To adapt the example for a custom ML service, we recommend to copy the grafana_monitoring_service folder and rename it. Then, take the following steps in the newly created directory:

  1. Update config.yaml to let evidently know how to parse the data correctly. The config file contains the following parts:
  • data_format - the format of the input data;
  • column_mapping - the information about the target, prediction names, lists of the numerical and categorical features. The format is similar to the column_mapping we use to calculate evidently interactive dashboards and profiles;
  • service:
    • reference_path - path to the reference dataset
    • use_reference - define if to use the provided reference dataset ("true") or collect the reference from the production data stream ("false"). Currently, only true option is available.
    • min_reference_size - the minimal number of objects in the reference dataset to start calculating the monitoring metrics.
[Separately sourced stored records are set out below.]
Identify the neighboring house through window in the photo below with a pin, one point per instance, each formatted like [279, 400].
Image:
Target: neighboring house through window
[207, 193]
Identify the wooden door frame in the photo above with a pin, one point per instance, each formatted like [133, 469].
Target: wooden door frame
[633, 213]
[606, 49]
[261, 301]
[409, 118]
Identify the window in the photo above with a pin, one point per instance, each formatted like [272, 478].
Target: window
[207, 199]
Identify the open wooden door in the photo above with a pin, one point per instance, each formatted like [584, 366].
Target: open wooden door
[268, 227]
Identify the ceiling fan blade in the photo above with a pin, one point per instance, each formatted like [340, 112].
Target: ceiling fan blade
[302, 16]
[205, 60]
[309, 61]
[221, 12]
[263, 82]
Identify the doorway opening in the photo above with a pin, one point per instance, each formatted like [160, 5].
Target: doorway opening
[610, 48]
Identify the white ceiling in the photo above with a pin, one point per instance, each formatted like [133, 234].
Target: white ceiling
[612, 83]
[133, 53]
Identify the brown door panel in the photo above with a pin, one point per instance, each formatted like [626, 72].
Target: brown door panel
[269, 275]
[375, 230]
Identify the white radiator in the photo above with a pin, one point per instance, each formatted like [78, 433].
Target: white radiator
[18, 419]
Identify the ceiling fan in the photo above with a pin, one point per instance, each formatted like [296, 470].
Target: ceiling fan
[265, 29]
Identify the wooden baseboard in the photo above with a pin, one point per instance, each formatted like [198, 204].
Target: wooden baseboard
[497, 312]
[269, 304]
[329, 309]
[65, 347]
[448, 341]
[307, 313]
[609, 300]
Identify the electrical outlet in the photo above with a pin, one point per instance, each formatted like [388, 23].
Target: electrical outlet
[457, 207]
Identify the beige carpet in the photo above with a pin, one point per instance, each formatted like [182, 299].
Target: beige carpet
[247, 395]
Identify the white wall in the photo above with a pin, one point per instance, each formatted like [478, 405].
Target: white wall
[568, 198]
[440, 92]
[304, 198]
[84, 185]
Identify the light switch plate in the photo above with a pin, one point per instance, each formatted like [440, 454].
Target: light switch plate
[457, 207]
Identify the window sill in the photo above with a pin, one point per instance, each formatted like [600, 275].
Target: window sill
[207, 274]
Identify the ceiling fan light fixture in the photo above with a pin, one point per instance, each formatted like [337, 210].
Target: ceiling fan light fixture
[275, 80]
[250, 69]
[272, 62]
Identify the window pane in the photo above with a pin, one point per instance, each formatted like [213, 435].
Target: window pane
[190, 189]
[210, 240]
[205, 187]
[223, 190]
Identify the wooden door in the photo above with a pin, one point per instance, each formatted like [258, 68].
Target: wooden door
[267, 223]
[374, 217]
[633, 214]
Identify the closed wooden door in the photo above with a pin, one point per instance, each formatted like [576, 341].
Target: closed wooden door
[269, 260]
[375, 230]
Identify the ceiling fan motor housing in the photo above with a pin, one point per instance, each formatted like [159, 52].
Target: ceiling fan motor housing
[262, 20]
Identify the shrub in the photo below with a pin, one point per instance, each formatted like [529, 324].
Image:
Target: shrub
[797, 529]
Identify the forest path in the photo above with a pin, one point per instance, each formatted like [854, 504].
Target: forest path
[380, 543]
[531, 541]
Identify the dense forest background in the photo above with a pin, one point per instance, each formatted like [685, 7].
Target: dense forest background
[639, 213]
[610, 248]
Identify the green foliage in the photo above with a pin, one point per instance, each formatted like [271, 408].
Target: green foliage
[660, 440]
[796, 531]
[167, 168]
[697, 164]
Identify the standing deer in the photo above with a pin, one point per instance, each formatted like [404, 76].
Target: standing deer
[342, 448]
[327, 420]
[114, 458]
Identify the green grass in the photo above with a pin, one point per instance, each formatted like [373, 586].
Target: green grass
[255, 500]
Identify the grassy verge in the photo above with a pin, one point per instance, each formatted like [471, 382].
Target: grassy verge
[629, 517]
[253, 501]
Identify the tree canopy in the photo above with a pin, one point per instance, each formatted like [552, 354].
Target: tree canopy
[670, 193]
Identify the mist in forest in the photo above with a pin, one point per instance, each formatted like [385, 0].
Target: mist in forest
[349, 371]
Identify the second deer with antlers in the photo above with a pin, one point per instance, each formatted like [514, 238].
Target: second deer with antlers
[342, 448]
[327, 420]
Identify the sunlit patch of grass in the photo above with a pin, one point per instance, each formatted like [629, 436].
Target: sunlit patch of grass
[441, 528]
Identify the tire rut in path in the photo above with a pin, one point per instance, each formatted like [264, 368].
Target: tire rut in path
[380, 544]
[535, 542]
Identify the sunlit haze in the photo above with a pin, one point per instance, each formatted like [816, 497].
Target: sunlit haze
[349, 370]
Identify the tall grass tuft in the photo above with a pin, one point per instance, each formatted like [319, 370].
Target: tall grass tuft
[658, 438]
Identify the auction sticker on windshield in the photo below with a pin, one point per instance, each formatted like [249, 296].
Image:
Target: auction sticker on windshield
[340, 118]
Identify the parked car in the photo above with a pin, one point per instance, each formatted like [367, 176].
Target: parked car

If the reference dataset is provided externally, but has less objects than defined, the required number of objects will be collected from the production data and added to the reference.
    • moving_reference - define if to move the reference in time during metrics calculation. Currently, only false option is available.
    • window_size - the number of the new objects in the current production data stream required to calculate the new monitoring metrics.
    • calculation_period_sec - how often the monitoring service will check for the new values of monitoring metrics.
    • monitors - the list of monitors to use. Currently, 6 monitors are is available: Data Drift, Categorical Target Drift, Numerical Target Drift, Regression Performance, Classification Performance, Probabilistic Classification Performance https://github.com/evidentlyai/evidently/blob/main/src/evidently/model_monitoring/monitors/
  1. Place the reference.csv inside the project folder (grafana_monitoring_service in the initial example)

3.1 (option 1) If you do not have a live service, you can place the production.csv file in the project folder exactly as we did in the example. In this scenario, your example will work exactly as the initial one: each calculation_period_sec the service will take the next line from the production data to simulate the production service.

3.2 (option 2) If you do have a live service, then you should update the app.py script to make it use your service instead of the toy example. Update the iterate() method from @app.route('/iterate', methods=["POST"]) to send the data from your service to the monitoring.

Note: the monitoring functionality is in active development and subject to API change. If you integrate Evidently Monitoring in your production pipeline, we suggest explicitly specifying the Evidently package version. Feel free to ping us on Discord if you face any issues, and we'll help to figure them out.